The condition attached to the strategic housing development scheme in the Kildare town follows a report earlier this year that an entire housing estate in another part of Maynooth had been purchased by an institutional investor. That sparked a push back against the bulk buying of new homes which resulted in the Government imposing 10 per cent stamp duty on the bulk buying of homes by institutional investors.

In July, it emerged that the houses at the Mullen Park development in Maynooth would not after all be sold to an investment fund but would be sold instead to individual buyers.

Conditions

This is not the first time An Bord Pleanála has imposed a condition expressly excluding bulk buying of homes in a development by investment funds. Similar conditions were applied last month to a proposed 329-home development in Ballycullen in Dublin and to a planned 102-unit in Ballybrit, Galway.

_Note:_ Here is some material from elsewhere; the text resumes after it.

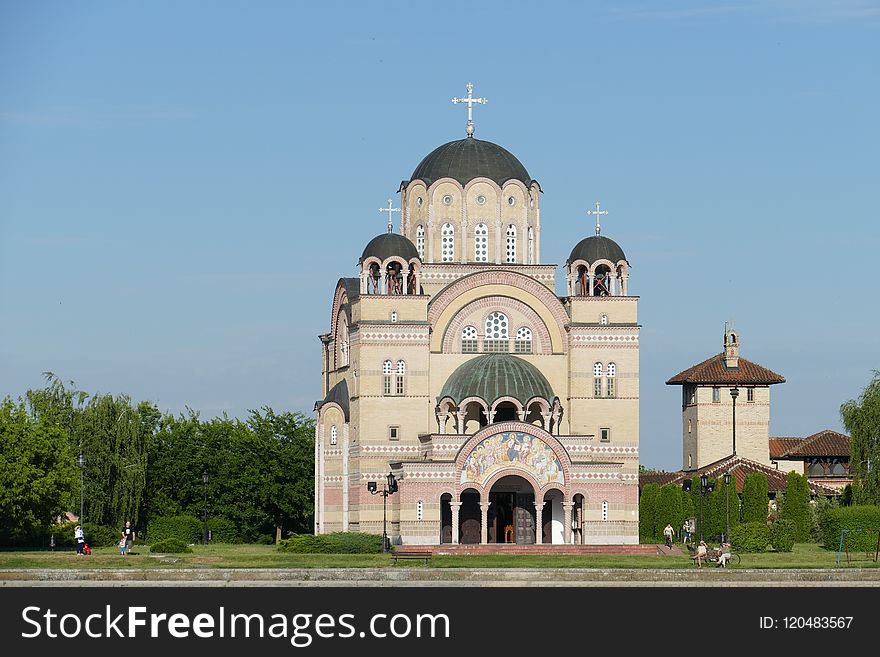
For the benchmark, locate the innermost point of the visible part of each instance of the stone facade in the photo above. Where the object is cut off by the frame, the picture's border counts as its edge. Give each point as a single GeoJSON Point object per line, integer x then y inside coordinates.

Another Galway scheme – comprising 67 houses and 35 apartments at Tuam Road being built by Alber Development – was also granted fast-track approval by the board on similar terms.

In relation to the Cairn Homes plan, the firm has put an indicative price tag of €6.3 million on 19 units it is planning to sell to Kildare County Council for social housing.

An Bord Pleanála gave the scheme the go-ahead after the council recommended that planning permission be granted. The appeals board inspector, Rónán O’Connor, also recommended that planning permission be granted after concluding that the height, mass and scale of the development were acceptable.

He also concluded that the provision of a higher-density development at this location was desirable.